The Centre is considering several measures to combat the growing menace of plastic, focusing on production, usage, and recycling.
The government may also consider telling large e-commerce companies such as Amazon India and Flipkart Ltd to stop using as much plastic as they do. It will also try to make more roads with plastic, government officials familiar with the matter said, detailing the government’s war on plastic which also found a mention in the Prime Minister’s Independence Day speech.
Jal Shakti minister Gajendra Sekhawat said last week that a mission will be launched on September 17 — also Prime Minister Narendra Modi’s birthday — for collecting, segregating and recycling plastic across the country. “We are looking for complete disposal of plastic waste after Prime Minister Narendra Modi gave a clarion call from the ramparts of the Red Fort (on August 15) to make India plastic-free. We have to convert this movement into a jan andolan (people’s movement) just like Swachh Bharat,” Shekhawat said on Friday.

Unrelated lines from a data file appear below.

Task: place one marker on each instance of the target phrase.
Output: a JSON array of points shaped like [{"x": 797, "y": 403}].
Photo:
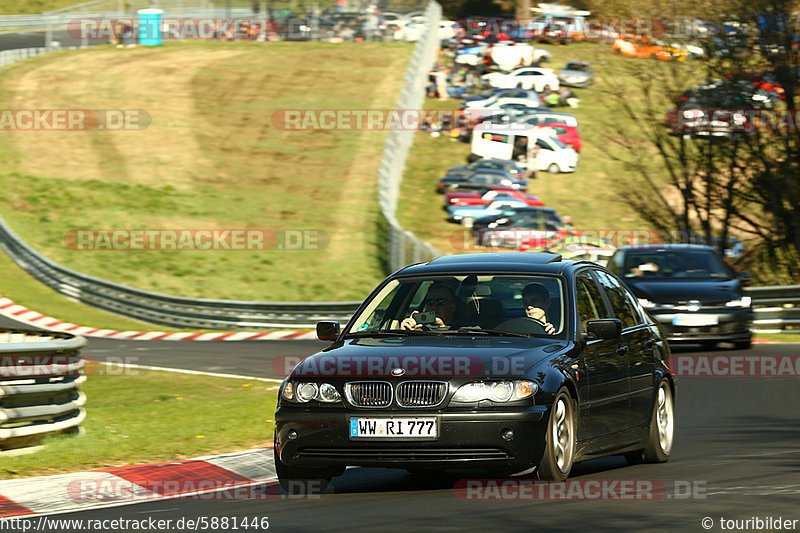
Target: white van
[{"x": 512, "y": 141}]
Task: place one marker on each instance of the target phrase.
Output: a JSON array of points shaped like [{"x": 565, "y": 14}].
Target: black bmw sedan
[{"x": 517, "y": 363}]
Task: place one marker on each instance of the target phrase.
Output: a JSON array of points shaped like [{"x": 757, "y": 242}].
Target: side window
[
  {"x": 589, "y": 301},
  {"x": 624, "y": 309}
]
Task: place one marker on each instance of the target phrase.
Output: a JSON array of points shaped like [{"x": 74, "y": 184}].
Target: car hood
[
  {"x": 458, "y": 171},
  {"x": 682, "y": 290},
  {"x": 431, "y": 356},
  {"x": 574, "y": 73}
]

Around 15,000 tonnes of plastic waste is generated in India every day, of which only 9,000 tonnes is collected and recycled, according to the ministry of environment, forest and climate change. Around 40% of the plastic used in disposable products, such as grocery bags, cutlery and straws, ends up choking landfills, drains, rivers and getting leached into soil and water.
PM Narendra Modi called on people to stop use of single-use plastic bags in his Independence Day speech this year.
“I request citizens to see if we can make India single-use plastic free from October 2 (Gandhi Jayanti). Schools, colleges, municipalities, urban bodies, gram panchayats can collect single use plastic bags from their areas and on October 2 we can take up the task of phasing out use of single use plastic bags in a big way,” Modi said.
A high-level meeting involving secretaries of select ministries and officials from the Prime Minister’s Office took place on Thursday to discuss how to implement the PM’s plan. According to the government officials cited in the first instance, a number of new regulations are expected to come in place to curb production and consumption of plastic while many new measures will also be taken for better recycling.
The ministries of environment, and housing and urban affairs will focus on implementing Plastic Waste Management Rules, 2016, to regulate manufacture, sale, distribution and use of plastic carry bags and plastic sheets for packaging, the officials said. Plans are also being finalised to introduce phasing out four single-use plastic products — styrofoam cups, plastic water bottles, disposable plastic cutlery and plastic carry bags — on a voluntary basis at first, and then mandatorily.
While a lion’s share of plastic is generated in urban centres, the rural development ministry too, plans more use of plastic waste in its works. “We have 3.1 million lakh elected gram panchayat members and another 60 million women in self help groups. We are launching community connect programmes to ensure villages are free from single plastic use. We will also emphasise on segregation of solid waste so that plastic can be used for building rural roads,” said rural development secretary Amarjeet Sinha.
He added that the rural roads programme has so far built 8,000 to 10,000 kms using plastic to reduce bitumen. “Around 15% of our roads were built through green technologies that include plastic, fly ash cell filled concrete. Now, at least 25% of our roads will be built using plastic,” said Sinha, adding that Tamil Nadu has developed an efficient system of solid waste management which will likely to be used as one of the models in the country’s renewed war against plastic.
A senior government official insisted that a clampdown on production of plastic, but that this would be difficult. “The problem in India is that many plastic packs, especially those used for gutkha (chewing tobacco) and other items, come from small units which are not even registered with the government. In order to make our action against plastic more effective, there has to be a clampdown on such units.”
India has pledged to eliminate single-use plastic by 2022 which, along with leading the International Solar Alliance, won PM Modi the United Nations Environment Programme’s Champions of the Earth award.
Flipkart said it is already working towards reducing plastic packaging in its value chain. “Sustainability is a very big agenda for Flipkart. We are not only focusing on renewable energy, waste management, water management, last mile electric vehicle (EV) connectivity, but also proactively experimenting and working with partners on reducing plastic packaging in the value chain,” said Rajneesh Kumar, chief corporate affairs officer, Flipkart Group
Officials at Amazon could not immediately be reached for comment.
Tiny bits of plastic have been found everywhere, from city dust to drinking water to Arctic ice floes and the Mariana Trench, 36,000 feet below the earth’s surface. On Thursday, the World Health Organization released a report on the health effect of drinking plastic-infused water and concluded that given the limited scientific evidence, drinking microplastics does not damage human health.